Tuesday 15 September 2015

Seaweed for all

Minnesota is about as far from the ocean as you can get in North America - the nearest saltwater is 1500km NE in Hudson's Bay. In a Soviet style centrally managed economy the U of Minn wouldn't be seen as a sensible place to devote a scientific life to the study of sea-weed. But the principle of academic freedom allows for all sorts of logistically daft research.  Egyptologists work from the British Museum in London (3500km SE); while fossil-fish expert Neil Shubin lives in Chicago but carries out field-work in the Canadian Arctic (4000km N).

Josephine Tilden was born in in 1869 in the corn-belt of Iowa but her folks moved to Minneapolis when she was a child and that's where she went to school.  She got her BSc from U. Minnesota in 1895 and stayed around to obtain a Master's degree whose results were published in her first paper On Some Algal Stalactites in Yellowstone Park. In 1897, her Alma Mater took her on as an instructor to teach the students about Algae to round out their botanical education. She was the first woman on the academic pay-roll of the University.  The following year she was off to the clatter of islands that fill the Strait of San Juan de Fuca between the USA and Canada and between the massive Vancouver Island and the mainland.  We've been there before at Tommy Thompson's marine station on McConnell Island. Tilden had worked out that a very low tide was due in the area in early August and was determined to sample algae which are not normally accessible. It was all very derring-do in a classic late Victorian way. Tilden was paddled to her proposed field-site in an open canoe accompanied by her redoubtable mother as chaperon. The rare-in-Minnesota seaweed which she pulled if the ocean floor and pressed into her collecting books formed the start of a massive collection of algae from all all over the wet world.
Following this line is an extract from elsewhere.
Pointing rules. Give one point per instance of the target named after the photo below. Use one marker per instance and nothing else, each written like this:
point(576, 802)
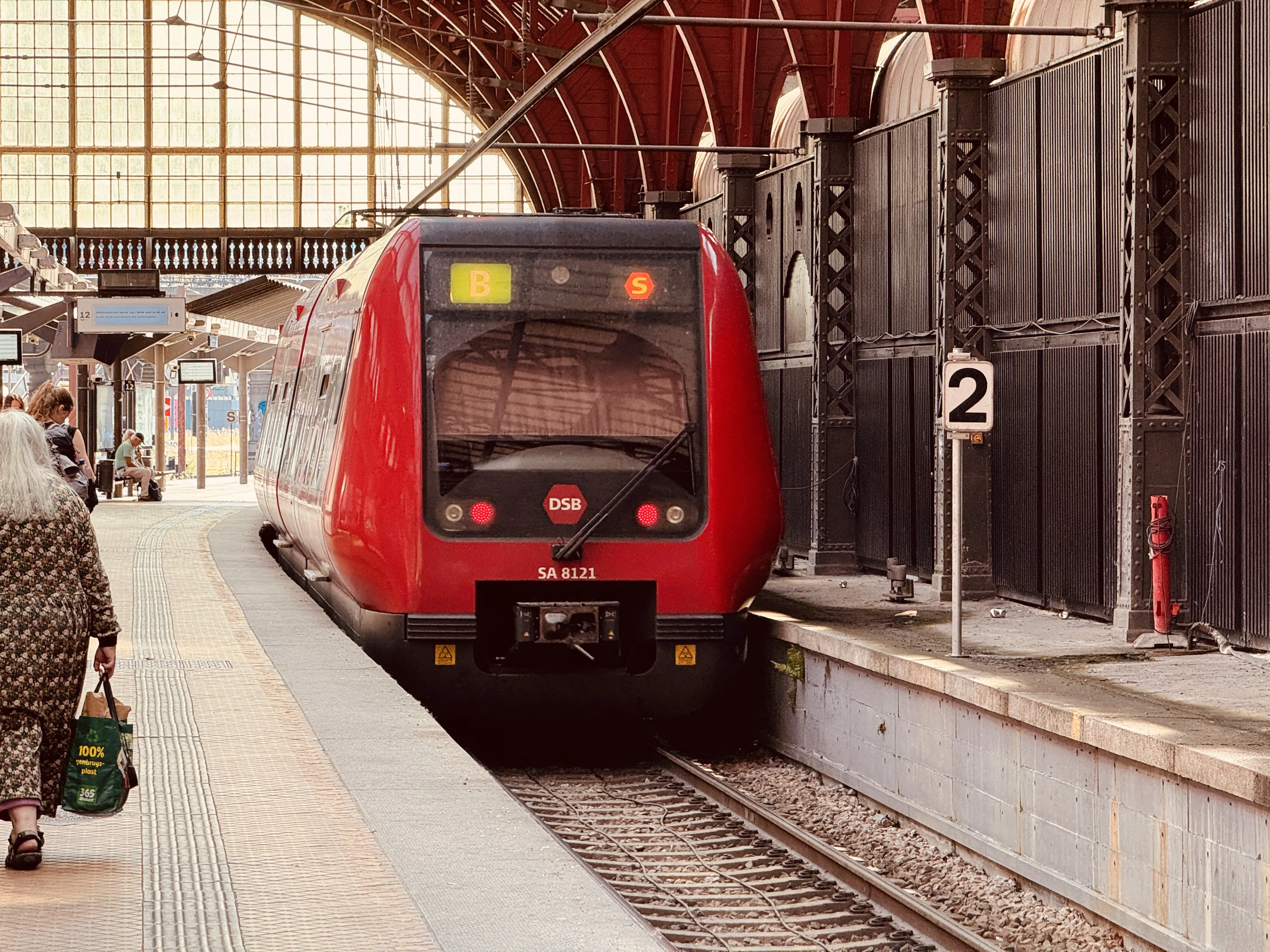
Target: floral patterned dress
point(54, 596)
Thomas Baird, the chap who paddled the canoe, was also the owner of the foreshore on that remote stretch of Vancouver Island. He was so impressed by the doughty dedication of his companions that he offered to sell Tilden enough property for a cabin to serve as a research station to shelter her and her students when she came back in subsequent Summers to carry of further research. As we saw on Sherkin, longitudinal studies of the fore-shore are really important to establish the base-lines of natural variation in abundance and diversity. A single sample is barely scientific.  From 1901-1906, faculty from U.Minn brought students to this remote spot: presumably by train, ferry and open boat.  And not only to collect sea-weed: the geology, botany and zoology of the area were also ripe for research. The Minnesota Seaside Station [R from], run by Tilden and her boss Conway MacMillan, Professor of Botany, served to educate a couple of dozen students in each of those years. The area is now called Botanical Beach and is famous for its tidal rock-pools and foreshore, it looks busy.

MacMillan and Tilden were so caught up in the value of the place for scientific research and teaching that they petitioned the University to take the Station under its financial and official wing . . . and were refused.  The University only saw an administrative nightmare: how to audit and maintain a property that was 2000km distant and in a foreign country. MacMillan was angry enough to resign in protest. Tilden was not so easily put off and stayed on in the University, undertaking some enormous trips across the Pacific and round the world collecting Algae to get a more complete and comprehensive picture of the distribution of the several species. She was a bit obsessed by algae but was also able to see them as part of the web of life and was vocal, and far ahead of her time, in her concerns about the effects of over-fishing and oil-spills on the whole marine ecosystem.  In 1924, she took a party of 15 to a conference on pan-Pacific conservation in Hawaii, and then expected the University to pay their travel expenses. It was only $15,000, she said, a snip compared to the $750,000 raised for the college football stadium.  She must have been a royal [as in Princess] pain for the poor people working in the finance department.  A few years later she set off on a round the world collecting trip with a group of loyal students, who are asked to chip in $1000 each towards expenses. It was successful if 50+ steamer-trunks full of specimens shipped home to Minneapolis is success.  Her new Head of Department had to deal with a flurry of bills for shipping and incidental expenses as his maverick instructor romped round the world with her train of students all getting wet to the knees twice a day as they looted the fore-shore for material. In 1937 she was asked to retire and there was a war over who owned, and should have access to, 'her' specimens which had been paid for by the University.  It's a classic early IP tussle.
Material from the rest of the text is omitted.